Penerimaan Bea Cukai Turun pada Maret 2024, Ini Penjelasan Sri Mulyani

ANTARA FOTO/Aditya Pradana Putra/Spt.
Menteri Keuangan Sri Mulyani Indrawati menyampaikan keterangan kepada wartawan di Jakarta, Jumat (15/3/2024).
Penulis: Zahwa Madjid
Editor: Sorta Tobing
26/4/2024, 17.53 WIB

Kementerian Keuangan mencatatkan penerimaan kepabeanan dan cukai menurun 4,5% secara tahunan. Tercatat sejak Januari hingga Maret 2024 pemerintah mengantongi Rp 69 triliun atau sekitar 21,5% dari target APBN 2024.

Menteri Keuangan Sri Mulyani mengatakan harga-harga komoditas yang anjlok, aktivitas impor yang melambat, dan penurunan penerimaan cukai rokok menjadi pemicunya.

Lebih rinci, penerimaan bea masuk sampai dengan Maret 2024 turun 3,8% disebabkan oleh impor komoditas bertarif 0% yang tumbuh dan pemanfaatan FTA (free trade agreement/perjanjian perdagangan bebas) yang semakin meningkat mengakibatkan rata-rata tarif efektif turun.

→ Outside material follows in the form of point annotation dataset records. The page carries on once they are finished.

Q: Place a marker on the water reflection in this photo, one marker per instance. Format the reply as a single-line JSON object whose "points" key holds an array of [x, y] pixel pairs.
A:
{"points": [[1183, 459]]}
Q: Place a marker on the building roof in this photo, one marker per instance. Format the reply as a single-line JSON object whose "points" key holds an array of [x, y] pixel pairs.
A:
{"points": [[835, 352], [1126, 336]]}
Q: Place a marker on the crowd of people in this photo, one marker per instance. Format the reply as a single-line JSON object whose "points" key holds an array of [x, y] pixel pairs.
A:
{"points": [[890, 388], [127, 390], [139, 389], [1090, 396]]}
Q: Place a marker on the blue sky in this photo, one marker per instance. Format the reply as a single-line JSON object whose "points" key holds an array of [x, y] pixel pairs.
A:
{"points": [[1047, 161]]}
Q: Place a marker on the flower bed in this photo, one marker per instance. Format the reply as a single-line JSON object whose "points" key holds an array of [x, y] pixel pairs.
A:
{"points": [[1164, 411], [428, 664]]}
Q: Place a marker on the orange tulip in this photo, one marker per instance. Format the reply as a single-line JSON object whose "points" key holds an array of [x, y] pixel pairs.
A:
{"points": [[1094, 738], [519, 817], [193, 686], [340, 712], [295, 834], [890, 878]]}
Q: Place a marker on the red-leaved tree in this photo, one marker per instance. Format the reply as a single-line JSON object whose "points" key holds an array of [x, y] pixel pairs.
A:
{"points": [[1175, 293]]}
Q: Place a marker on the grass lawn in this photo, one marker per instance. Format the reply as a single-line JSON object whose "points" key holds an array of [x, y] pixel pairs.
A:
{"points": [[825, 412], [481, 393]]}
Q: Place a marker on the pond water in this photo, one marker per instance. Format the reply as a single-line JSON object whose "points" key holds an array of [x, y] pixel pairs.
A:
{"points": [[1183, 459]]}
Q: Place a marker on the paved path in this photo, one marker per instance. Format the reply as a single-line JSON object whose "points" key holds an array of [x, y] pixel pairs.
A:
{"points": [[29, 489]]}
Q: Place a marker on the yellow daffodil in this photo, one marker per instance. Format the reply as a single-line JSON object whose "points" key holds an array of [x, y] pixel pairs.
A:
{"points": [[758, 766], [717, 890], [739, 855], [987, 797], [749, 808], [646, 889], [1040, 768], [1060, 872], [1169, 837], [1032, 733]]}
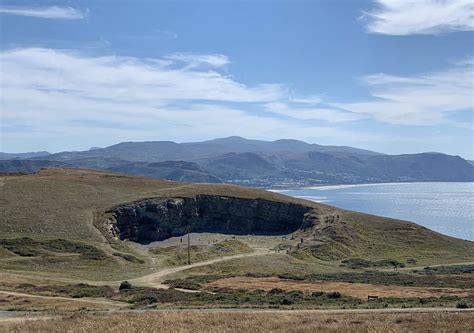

“Penerimaan bea masuk dari komoditas utama juga mengalami penurunan, seperti kendaraan roda empat dan suku cadang, gas alam dan buatan serta mesin pembangan dan konstruksi,” ujar Sri Mulyani dalam konferensi pers di Jakarta, Jumat (26/4).

Dari bea keluar tercatat penerimaan sebesar Rp 4,2 triliun atau sekitar 23,7% dari target APBN 2024. “Penerimaan bea keluar naik 37% dipengaruhi bea keluar tembaga yang tumbuh 530,9% karena relaksasi ekspor komoditas tembaga,” ujarnya.

Penerimaan cukai sampai dengan Maret 2024 turun 6,9% secara tahunan yang dipengaruhi oleh cukai hasil tembakau turun 7,3%. “Terjadi penurunan produksi November hingga Desember 2023 sebesar 1,7% sejalan dengan kebijakan pengendalian konsumsi rokok,” ujarnya.

Kendati cukai rokok menurun, cukai minuman mengandung etil alkohol meningkat 6,6% sejalan dengan pertumbuhan barang kena cukai. Sebagai informasi, pemerintah resmi menaikkan tarif cukai minuman yang mengandung etil alkohol (MMEA) atau minuman beralkohol mulai 1 Januari 2024.

Kenaikan tersebut berlaku untuk semua golongan baik yang berasal dari dalam negeri maupun impor. Aturannya tertulis dalam Peraturan Menteri Keuangan (PMK) No. 160 Tahun 2023 tentang Tarif Cukai Etil Alkohol (EA), Minuman yang Mengandung Etil Alkohol (MMEA), dan Konsentrat yang Mengandung Etil Alkohol (KMEA).